I have been an advisor for over 20 years. I have had many conversations with clients in the past who want to hold and own assets that are outside “typical” investments.
Most of the conversations came after the 2008 financial collapse. During that time, my clients thought the economy would re-crash and the value of the dollar would be destroyed. I had many conversations about tangible physical assets held by the clients, including gold and silver. To be clear, I have never recommended clients own any specific asset in their own house. I cannot imagine the scenario where we take our gold bars into Walmart to buy toilet paper.
I would also have other clients tell me they would store extra rounds of ammunition or bags of grain! No matter what it was, I would offer the same advice: Buy and hold as much of any item you need to feel as if you are protected from whatever you fear may come. Allow this to be an investment in your comfort. Thus, I referred to these as comfort assets.

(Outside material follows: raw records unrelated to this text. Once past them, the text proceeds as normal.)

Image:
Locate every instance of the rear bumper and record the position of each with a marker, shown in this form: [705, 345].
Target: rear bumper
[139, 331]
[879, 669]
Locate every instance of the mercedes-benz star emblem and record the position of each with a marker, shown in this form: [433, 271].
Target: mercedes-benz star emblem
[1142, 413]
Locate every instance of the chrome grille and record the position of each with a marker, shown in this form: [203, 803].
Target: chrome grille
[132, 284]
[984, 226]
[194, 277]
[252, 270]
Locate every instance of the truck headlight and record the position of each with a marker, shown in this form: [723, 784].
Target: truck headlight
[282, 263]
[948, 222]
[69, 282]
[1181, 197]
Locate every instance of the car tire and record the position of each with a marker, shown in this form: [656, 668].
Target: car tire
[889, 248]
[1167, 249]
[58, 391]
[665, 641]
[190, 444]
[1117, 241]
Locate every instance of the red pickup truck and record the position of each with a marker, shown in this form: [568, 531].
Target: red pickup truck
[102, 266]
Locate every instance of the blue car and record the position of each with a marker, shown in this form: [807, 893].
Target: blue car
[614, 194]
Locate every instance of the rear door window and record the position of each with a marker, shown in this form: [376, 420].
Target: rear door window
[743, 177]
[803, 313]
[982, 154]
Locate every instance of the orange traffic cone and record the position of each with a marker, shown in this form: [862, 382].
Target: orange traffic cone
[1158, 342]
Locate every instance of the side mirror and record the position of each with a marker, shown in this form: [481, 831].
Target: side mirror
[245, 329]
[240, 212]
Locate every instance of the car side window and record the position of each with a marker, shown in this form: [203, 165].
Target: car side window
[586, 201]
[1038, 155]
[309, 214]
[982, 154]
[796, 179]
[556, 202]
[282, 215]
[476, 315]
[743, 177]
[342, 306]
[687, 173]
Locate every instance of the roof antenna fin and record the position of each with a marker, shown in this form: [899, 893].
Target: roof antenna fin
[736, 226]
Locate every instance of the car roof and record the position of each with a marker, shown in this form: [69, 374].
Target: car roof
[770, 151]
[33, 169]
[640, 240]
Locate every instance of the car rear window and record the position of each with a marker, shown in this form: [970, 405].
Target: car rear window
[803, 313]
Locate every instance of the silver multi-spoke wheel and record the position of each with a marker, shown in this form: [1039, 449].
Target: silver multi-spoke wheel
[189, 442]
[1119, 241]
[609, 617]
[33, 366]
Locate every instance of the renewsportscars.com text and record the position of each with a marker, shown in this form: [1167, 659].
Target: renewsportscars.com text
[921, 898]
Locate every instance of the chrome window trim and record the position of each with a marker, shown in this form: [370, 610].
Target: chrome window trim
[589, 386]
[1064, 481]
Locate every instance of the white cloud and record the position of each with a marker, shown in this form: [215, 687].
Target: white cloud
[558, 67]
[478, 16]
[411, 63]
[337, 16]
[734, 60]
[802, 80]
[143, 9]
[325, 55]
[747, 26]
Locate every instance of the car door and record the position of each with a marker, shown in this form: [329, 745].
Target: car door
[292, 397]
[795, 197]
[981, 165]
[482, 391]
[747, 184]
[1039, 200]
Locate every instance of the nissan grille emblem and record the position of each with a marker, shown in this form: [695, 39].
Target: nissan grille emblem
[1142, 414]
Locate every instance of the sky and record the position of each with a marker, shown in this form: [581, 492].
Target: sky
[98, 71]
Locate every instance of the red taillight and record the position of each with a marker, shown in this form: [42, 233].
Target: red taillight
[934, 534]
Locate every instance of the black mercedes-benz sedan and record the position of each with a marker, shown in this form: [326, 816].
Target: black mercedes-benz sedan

These comfort assets allow you to then feel confident to invest in the normal and typical investment vehicles like stocks and bonds, or any other recommendation you receive from your financial advisor. It is these investments and following your advisor’s recommendation which truly increase your probability of financial success. They simply cannot be ignored.
All these conversations I had with clients did affect me to the point I wanted my own comfort assets. My go-to comfort food is peanut butter. I told my wife to always buy an extra couple of jars of peanut butter when doing the grocery order!
I continue to have this exact conversation in many meetings with my clients, for example, when the price of eggs increased. My advice hasn't changed much over the years:
Increase your personal comfort by identifying your “comfort asset.” This will allow you to continue to make smart decisions with your money even during volatile and uncomfortable times.